It's always the same, but it surprises me every time.
I live in the midwest. Michigan. It's a temperate climate with breathtaking season changes. I long to be a Southern California girl. I'm beginning to think a change in place could save my life.
There's always that first cold day. You go outside, maybe to take the kids to school, and the frigid air bites into you. You're shocked to see what in summer would have been dew, frozen all over the car. You have to warm the car up.
That day always surprises me. It's cold here for much of Spring, and it's getting down to the fifties now, early in September. I know every year that cold day will come, and many more will follow, but I'm taken aback every single time.

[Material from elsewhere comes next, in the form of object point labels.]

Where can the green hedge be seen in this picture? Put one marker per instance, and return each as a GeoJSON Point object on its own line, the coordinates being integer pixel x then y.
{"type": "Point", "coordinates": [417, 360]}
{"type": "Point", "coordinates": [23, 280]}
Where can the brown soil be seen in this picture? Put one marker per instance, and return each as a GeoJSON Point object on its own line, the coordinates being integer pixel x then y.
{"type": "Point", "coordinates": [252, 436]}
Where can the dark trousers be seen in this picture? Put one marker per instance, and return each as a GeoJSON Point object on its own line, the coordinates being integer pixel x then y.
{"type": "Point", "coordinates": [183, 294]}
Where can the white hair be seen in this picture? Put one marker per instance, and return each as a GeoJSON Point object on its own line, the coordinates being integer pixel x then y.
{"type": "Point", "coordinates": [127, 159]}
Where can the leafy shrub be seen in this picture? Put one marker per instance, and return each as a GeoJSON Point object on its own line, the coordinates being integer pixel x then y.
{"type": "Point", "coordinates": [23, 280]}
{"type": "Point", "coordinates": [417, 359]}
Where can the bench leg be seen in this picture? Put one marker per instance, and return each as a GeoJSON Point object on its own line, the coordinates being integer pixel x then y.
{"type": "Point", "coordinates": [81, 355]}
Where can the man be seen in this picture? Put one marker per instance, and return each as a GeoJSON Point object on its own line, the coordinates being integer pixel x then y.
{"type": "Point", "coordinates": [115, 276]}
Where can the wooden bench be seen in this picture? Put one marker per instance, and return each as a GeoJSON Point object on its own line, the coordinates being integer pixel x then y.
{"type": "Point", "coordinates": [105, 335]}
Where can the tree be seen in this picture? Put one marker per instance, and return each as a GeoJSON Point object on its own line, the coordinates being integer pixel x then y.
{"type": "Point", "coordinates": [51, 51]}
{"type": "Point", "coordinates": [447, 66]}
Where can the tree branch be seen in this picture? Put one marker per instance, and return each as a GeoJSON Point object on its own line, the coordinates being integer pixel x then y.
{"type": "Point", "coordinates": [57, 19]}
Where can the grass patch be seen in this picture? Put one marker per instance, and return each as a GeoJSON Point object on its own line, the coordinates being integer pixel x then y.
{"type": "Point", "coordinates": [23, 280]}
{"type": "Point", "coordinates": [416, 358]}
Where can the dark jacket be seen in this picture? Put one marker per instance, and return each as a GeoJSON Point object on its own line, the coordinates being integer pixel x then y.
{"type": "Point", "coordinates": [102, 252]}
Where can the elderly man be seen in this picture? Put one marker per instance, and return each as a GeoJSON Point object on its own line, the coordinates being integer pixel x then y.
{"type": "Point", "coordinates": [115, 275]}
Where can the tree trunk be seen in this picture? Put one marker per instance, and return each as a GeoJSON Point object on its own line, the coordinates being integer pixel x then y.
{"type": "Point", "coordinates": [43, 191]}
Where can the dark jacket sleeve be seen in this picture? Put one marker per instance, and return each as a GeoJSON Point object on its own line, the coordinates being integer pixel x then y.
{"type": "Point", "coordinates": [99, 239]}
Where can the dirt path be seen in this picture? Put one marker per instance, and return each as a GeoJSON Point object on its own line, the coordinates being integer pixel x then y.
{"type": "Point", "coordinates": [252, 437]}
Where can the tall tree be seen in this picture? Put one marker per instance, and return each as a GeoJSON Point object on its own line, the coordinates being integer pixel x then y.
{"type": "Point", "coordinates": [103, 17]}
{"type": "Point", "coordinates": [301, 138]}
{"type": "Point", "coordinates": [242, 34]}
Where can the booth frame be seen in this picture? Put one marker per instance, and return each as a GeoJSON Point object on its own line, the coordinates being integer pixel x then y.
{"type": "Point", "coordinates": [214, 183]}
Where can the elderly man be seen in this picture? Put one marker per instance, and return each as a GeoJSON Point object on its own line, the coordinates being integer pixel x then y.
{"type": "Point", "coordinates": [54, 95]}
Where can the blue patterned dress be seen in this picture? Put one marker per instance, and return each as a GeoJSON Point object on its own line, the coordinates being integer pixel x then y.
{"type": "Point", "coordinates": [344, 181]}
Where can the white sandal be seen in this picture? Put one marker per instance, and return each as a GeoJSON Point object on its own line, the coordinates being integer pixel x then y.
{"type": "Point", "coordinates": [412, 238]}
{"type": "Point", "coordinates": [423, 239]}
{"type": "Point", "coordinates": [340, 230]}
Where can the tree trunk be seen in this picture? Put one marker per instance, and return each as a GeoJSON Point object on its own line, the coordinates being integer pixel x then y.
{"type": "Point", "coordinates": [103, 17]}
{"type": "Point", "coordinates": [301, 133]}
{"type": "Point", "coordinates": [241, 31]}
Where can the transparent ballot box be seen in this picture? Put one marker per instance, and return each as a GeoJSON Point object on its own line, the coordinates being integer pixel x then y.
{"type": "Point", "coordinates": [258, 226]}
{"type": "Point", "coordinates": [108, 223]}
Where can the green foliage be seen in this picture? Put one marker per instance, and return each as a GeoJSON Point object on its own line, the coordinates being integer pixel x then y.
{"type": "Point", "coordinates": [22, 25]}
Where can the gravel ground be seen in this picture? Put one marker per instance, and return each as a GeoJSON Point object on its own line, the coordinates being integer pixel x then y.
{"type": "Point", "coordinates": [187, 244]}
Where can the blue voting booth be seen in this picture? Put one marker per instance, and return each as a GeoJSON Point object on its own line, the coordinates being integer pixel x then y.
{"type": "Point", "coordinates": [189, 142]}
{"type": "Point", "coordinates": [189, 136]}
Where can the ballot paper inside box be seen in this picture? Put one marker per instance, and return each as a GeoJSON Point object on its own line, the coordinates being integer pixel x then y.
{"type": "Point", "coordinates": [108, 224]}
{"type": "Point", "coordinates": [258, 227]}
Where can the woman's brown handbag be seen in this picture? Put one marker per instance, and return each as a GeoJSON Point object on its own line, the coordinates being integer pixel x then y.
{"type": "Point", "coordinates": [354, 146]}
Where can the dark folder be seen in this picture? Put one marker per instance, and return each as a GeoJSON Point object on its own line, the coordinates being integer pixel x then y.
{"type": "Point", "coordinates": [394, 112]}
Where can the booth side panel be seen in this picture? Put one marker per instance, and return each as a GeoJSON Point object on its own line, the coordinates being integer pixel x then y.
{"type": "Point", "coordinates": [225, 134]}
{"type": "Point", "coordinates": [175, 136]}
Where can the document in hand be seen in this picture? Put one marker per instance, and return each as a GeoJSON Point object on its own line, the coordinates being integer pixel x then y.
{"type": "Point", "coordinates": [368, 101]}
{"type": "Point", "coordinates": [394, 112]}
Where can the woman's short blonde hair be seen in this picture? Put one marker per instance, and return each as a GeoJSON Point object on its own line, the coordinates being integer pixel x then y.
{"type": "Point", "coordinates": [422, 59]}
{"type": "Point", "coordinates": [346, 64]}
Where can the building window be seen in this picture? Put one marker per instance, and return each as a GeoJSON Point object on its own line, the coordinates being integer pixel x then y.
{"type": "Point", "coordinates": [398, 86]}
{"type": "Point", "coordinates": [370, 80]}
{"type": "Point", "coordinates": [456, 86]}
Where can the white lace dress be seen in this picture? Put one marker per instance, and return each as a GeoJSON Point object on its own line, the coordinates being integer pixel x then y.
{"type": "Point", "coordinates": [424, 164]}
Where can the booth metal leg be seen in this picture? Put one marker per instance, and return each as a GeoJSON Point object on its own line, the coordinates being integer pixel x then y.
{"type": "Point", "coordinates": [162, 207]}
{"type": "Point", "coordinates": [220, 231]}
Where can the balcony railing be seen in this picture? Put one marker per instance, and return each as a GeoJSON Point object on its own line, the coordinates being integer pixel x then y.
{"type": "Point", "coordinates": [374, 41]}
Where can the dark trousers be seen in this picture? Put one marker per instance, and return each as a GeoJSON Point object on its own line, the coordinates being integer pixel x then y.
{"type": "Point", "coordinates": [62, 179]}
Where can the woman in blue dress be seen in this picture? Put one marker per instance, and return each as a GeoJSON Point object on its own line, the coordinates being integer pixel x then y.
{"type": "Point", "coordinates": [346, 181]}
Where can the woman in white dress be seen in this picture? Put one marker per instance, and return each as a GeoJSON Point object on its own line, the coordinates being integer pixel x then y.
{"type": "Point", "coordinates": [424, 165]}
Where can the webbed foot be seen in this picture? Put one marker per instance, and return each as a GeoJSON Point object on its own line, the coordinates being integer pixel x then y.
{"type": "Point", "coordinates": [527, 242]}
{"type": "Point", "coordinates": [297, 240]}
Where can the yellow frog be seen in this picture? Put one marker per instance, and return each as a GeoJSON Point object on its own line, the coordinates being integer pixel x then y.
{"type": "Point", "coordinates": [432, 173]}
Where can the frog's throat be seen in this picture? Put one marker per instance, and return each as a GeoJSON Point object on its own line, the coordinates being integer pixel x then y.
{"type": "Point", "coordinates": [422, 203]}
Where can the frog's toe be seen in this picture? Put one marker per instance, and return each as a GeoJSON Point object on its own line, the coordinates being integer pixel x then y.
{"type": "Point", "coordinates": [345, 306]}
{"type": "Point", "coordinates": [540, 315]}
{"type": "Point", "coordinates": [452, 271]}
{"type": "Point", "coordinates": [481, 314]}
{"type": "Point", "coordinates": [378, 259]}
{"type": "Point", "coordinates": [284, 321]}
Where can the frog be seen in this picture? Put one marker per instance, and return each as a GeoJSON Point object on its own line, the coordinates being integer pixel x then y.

I know the dark day will come for me. I could be going along, wearing tiaras and enjoying the love of friends and family, and then something shifts on the inside. I try to ignore that unstable something. I listen for it, but I go on, never letting on that I heard it. I felt it move. It's begun.
I start to sleep more in the day time, while my wild mind prowls about in the night devouring information, books, emails, IM's, television, movies. But nothing fills.
And then another shift, but not just a shift. Something falls from a high shelf and shatters to floor in my soul. And I hear it. I feel the force of it crashing to my own grund zero, splittering whatever it is into a million little shards cutting into me.
I don't eat but the bare minimum. And a little something sweet. I lie in bed willing myself to deal with this. To just keep breathing. I don't go anywhere not trusting what I'll want to do. I have to live. I tell myself I will win. I'll still be here in the Spring comes, but it feels like a lie. It's September. The days don't get swallowed hole by night descending before I cook dinner yet. I shouldn't be like this now. It shouldn't have fallen so soon, but it falls earlier every year.
I don't want to be this way. I don't want this suffering every year like clockwork. And don't tell me that I have a demon, or that I don't have faith, or that I'm speaking something negative. I've done more than I will ever tell you about. This is my cross and it doesn't move no matter how many times I ask Jesus to take it from me.
It's like darkness closing all around and I can't see anything. And that darkness is thick and palpable and it feels like God isn't real, only there is this part of me that knows God. This part that knows God does not forsake me. He actually enters the darkness with me. Holds me in it. This is the God who once asked that a particularly bitter cup be removed, and then said never the less, not My will. Your will be done.
I try to take my cue from Him.
I don't know why I tell you this, except that this is my story. I've learned to know God is with me no matter how dark the night. Maybe someone needs to hear simply that. Maybe someone is feeling about the ground for another hand, and just keeps coming up with fists full of dirt.
I'm here with a bit of good news. I promise you that God's hand rest atop yours. No matter how dirty they've become.